02 de junho de 2010 | 19h16

No último sábado, fiz um programa bem familiar: fui assistir ao espetáculo Disney on Ice – Heróis e Princesas. Se você não sabe direito o que é isso, imagine a Branca de Neve, a Bela Adormecida e todas as outras princesas patinando no gelo de mãos dadas com seus respectivos príncipes.

Antes que você comece a questionar a minha sexualidade (ou minha idade mental), já adianto que levei minha filha de 3 anos e meio.

Não preciso nem dizer que ela adorou. E eu fiquei emocionado ao ver seus olhinhos brilhando quando as princesas surgiam de seu castelo cenográfico deslizando pelo gelo, lindas, mágicas. Para minha filha, elas eram realmente princesas de verdade.

A primeira coisa que me veio à cabeça, depois de passada toda a emoção, foi uma cena engraçada. Fiquei imaginando uma das atrizes-patinadoras desembarcando em São Paulo, sem seu vestido de princesa, e indo direto para o hotel. Lá, pediriam que ela preenchesse o cadastro na recepção. No campo profissão, ela escreveria: Branca de Neve.

Depois de pensar nisso, voltei à realidade. Ao final do show, ela chorou porque queria ver tudo de novo. Acho que pensou que era um DVD, sei lá. Expliquei que era um show, mas as coisas só melhoraram quando comprei um livro ilustrado e uma boneca da Cinderela mais ou menos do tamanho dela.

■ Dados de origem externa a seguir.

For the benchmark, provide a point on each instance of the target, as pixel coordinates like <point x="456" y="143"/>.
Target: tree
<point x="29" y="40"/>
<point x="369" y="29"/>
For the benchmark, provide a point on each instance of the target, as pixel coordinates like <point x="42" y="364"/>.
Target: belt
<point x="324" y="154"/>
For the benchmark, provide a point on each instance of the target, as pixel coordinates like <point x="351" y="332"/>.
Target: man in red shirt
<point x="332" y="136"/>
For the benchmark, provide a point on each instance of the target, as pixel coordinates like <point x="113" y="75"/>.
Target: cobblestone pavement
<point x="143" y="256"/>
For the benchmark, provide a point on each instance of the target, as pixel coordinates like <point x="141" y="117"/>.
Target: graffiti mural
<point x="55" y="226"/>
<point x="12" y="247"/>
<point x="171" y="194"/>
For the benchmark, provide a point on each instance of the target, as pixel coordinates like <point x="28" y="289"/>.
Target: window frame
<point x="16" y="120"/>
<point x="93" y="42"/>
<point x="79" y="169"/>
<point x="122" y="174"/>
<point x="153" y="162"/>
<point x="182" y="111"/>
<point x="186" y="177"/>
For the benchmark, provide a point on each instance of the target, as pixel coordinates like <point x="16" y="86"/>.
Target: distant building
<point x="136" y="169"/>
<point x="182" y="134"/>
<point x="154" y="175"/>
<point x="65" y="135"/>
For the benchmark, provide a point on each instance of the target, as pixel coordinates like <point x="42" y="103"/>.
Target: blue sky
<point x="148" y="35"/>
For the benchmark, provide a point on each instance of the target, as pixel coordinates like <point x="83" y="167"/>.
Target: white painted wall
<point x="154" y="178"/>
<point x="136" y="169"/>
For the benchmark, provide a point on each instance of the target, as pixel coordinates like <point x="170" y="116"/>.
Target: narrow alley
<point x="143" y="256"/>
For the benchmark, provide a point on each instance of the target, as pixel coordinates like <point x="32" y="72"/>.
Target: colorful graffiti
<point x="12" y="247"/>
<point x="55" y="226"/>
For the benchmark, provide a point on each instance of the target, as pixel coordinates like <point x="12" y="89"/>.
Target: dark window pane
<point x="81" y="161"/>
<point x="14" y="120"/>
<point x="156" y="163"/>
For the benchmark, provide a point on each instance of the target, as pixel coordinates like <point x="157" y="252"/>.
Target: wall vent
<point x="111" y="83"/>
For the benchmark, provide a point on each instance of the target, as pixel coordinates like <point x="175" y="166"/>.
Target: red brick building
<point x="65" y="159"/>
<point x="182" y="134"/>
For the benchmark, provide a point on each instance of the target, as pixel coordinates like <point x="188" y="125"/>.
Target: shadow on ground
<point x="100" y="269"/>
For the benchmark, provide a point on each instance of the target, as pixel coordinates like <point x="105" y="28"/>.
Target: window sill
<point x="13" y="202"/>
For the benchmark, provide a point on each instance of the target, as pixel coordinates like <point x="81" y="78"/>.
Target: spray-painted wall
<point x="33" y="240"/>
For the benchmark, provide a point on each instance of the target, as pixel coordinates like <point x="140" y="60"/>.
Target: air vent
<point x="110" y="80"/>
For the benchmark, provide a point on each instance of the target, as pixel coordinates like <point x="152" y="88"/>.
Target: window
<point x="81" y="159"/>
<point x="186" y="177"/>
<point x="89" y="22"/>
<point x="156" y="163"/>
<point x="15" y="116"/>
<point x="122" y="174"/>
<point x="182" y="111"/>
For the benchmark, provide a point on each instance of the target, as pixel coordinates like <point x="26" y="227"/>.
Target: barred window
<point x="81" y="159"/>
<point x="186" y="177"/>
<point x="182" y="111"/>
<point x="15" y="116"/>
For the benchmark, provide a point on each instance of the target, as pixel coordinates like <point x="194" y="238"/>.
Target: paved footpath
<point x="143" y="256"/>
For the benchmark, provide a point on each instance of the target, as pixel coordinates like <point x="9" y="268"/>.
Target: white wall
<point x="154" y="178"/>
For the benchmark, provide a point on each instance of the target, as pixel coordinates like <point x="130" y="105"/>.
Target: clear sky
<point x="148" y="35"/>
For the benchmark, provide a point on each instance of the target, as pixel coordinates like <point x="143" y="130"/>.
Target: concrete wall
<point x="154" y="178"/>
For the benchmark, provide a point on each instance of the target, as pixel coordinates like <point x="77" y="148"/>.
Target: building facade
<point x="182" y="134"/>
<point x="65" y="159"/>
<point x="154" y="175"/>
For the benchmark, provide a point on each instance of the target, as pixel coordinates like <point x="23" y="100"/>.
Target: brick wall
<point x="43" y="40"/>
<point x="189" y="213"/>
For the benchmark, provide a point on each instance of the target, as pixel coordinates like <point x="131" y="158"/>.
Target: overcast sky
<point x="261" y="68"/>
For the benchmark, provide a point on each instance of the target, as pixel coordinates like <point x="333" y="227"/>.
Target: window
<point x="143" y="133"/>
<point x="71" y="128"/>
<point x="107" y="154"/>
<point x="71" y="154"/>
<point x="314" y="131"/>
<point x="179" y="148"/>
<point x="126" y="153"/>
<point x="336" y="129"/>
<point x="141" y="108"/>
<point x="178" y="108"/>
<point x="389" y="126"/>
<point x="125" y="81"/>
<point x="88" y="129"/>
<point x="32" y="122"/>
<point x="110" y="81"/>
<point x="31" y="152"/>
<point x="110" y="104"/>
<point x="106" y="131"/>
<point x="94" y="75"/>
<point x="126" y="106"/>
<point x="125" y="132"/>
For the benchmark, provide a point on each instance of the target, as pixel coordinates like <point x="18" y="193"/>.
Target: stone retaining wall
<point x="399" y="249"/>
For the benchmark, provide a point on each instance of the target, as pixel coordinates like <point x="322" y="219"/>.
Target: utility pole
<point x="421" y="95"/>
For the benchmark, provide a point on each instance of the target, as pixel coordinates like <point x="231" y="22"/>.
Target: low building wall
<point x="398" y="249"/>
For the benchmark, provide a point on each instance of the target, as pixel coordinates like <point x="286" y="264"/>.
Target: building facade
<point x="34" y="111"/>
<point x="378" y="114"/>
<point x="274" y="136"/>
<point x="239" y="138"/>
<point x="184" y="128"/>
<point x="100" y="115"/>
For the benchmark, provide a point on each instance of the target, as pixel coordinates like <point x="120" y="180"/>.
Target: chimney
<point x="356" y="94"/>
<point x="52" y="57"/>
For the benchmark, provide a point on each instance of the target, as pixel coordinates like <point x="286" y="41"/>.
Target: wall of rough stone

Ao conversar com uma amiga sobre o show, ouvi um comentário inesperado. Delicada como um touro numa loja de cristais, ela me criticou por ter levado minha filha para ver um show de princesas. Ela alegou, usando o mínimo de eufemismo possível, que elas representavam uma figura feminina ultrapassada e distorcida. Segundo minha amiga, alimentar o mito do ‘príncipe encantado’ era errado da minha parte e isso só causaria sofrimento e decepção no futuro.

Talvez meia dúzia de feministas concorde com isso. Talvez até alguma psicóloga diga que é verdade. Não importa. Eu achei essa opinião absurda, e vou continuar estimulando o mito da princesa enquanto minha filha for uma criança. Não acho negativo crescer imaginando que é possível encontrar um príncipe ou uma princesa, metaforicamente falando, é claro.

A humanidade deseja isso pelo menos desde 27 a.C., quando o termo foi usado pela primeira vez pelo imperador Otávio Augusto: principis significava em latim o primeiro cidadão do governo.

Quando minha filha crescer, certamente vai saber distinguir entre realidade e fantasia. Obrigá-la a fazer isso agora é privá-la do sonho que nos torna quem somos e, provavelmente, quem seremos. Além disso, minha filha é uma princesa. E disso eu não tenho a menor dúvida.